Description:  One of our research goals is to determine the mechanisms by which inflammatory activation of brain glial cells contributes to neurodegeneration.  Currently, our main interest is the process by which a specific type of glia, microglia, contribute to the pathophysiology of Alzheimer's disease (AD).  AD is a neurodegenerative disorder characterized by progressive dementia and an accumulation of extracellular senile plaques and intracellular neurofibrillary tangles in the brain.  In addition, diseased brains exhibit a profoundly increased microglial and astrocyte activation phenotype.  One prevailing theory is that this "gliosis" contributes to the neuron loss that is observed during disease.

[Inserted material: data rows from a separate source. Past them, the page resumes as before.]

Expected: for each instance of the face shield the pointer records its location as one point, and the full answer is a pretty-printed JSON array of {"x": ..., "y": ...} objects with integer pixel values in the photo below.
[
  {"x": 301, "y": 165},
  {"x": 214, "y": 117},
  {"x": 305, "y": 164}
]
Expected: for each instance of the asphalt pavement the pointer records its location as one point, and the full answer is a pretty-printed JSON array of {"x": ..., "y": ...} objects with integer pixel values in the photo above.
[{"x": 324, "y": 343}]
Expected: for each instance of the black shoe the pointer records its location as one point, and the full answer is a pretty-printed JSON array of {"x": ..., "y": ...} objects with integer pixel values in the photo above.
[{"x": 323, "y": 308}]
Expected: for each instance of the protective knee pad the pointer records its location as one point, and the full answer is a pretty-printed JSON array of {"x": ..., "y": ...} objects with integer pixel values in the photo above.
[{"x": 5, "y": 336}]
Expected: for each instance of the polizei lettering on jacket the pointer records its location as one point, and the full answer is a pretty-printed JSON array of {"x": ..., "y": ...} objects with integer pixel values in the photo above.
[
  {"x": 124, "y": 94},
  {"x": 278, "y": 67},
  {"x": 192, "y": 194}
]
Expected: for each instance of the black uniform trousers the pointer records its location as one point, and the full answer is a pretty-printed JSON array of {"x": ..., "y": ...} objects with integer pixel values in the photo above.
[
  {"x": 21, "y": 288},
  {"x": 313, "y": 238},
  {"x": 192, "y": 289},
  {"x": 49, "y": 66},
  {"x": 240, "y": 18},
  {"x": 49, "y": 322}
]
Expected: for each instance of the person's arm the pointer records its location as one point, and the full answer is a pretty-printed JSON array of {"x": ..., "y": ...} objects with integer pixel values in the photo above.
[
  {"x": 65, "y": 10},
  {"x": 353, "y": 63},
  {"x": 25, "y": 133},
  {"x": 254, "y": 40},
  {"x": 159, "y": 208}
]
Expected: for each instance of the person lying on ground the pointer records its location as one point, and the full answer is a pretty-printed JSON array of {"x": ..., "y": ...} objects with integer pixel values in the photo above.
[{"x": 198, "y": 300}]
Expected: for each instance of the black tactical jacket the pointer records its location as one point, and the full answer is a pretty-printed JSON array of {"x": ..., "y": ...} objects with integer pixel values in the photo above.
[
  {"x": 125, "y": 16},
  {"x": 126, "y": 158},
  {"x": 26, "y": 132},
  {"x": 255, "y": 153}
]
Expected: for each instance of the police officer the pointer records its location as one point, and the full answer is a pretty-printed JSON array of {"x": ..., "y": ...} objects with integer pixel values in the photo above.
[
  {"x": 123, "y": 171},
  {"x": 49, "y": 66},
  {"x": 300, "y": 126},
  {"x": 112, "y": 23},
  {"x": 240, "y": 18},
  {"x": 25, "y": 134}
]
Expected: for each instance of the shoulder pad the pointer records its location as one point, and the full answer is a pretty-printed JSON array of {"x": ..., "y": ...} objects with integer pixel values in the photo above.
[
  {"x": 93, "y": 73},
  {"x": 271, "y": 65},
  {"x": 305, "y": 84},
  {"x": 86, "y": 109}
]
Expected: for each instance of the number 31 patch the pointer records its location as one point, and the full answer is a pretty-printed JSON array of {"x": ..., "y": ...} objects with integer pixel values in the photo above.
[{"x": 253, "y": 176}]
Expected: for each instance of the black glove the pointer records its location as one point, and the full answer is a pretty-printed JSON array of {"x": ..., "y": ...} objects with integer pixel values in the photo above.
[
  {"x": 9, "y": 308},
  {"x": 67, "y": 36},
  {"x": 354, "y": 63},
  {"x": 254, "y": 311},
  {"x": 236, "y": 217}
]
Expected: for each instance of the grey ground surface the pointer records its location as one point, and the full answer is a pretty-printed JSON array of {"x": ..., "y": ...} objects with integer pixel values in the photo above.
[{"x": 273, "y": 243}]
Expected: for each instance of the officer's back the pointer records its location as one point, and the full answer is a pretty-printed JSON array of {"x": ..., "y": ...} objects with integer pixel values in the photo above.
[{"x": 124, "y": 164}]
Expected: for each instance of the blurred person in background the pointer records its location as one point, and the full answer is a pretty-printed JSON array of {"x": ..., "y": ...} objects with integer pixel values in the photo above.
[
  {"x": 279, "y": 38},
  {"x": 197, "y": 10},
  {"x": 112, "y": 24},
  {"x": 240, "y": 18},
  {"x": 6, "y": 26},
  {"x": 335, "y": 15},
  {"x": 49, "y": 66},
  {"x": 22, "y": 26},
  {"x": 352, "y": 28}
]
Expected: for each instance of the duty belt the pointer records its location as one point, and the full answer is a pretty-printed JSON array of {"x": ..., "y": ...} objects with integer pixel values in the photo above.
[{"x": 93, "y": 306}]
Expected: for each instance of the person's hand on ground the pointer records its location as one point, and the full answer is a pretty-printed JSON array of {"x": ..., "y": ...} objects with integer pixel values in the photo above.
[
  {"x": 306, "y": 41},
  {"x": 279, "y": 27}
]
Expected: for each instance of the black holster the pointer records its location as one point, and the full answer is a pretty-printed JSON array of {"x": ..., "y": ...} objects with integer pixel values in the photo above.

Microglia are the resident immune effector cells of the brain and their activation state can likely contribute to both degeneration and regeneration.  This dichotomy provides the opportunity to modulate their phenotype to promote their regenerative function while limiting their degenerative behavior.  For example, it is now becoming clearer that many of the neurodegenerative diseases that afflict our brains result, in part, from aberrant microglial responses.  In addition to AD, Parkinson's disease, amyotropic lateral sclerosis, and multiple sclerosis are other examples of chronic nervous system diseases in which microglial hyper-reactivity likely contributes to the cell death that occurs.  We are working to understand specifically what goes wrong with the microglia in these conditions.  Once we identify the nature of the pathologic response, we work to stop or reverse it in an effort to promote cell survival in the brain.  This approach allows us to identify and propose novel therapeutic agents for treating these diseases.  We routinely use in vitro primary cell culture models of disease to first define our molecular targets for therapeutic intervention.  Next, we verify the efficacy of our approach through in vivo whole animal rodent models of disease.  Currently we are pursuing ongoing projects related to AD, Parkinson's disease, cerebrovascular disease, and multiple sclerosis.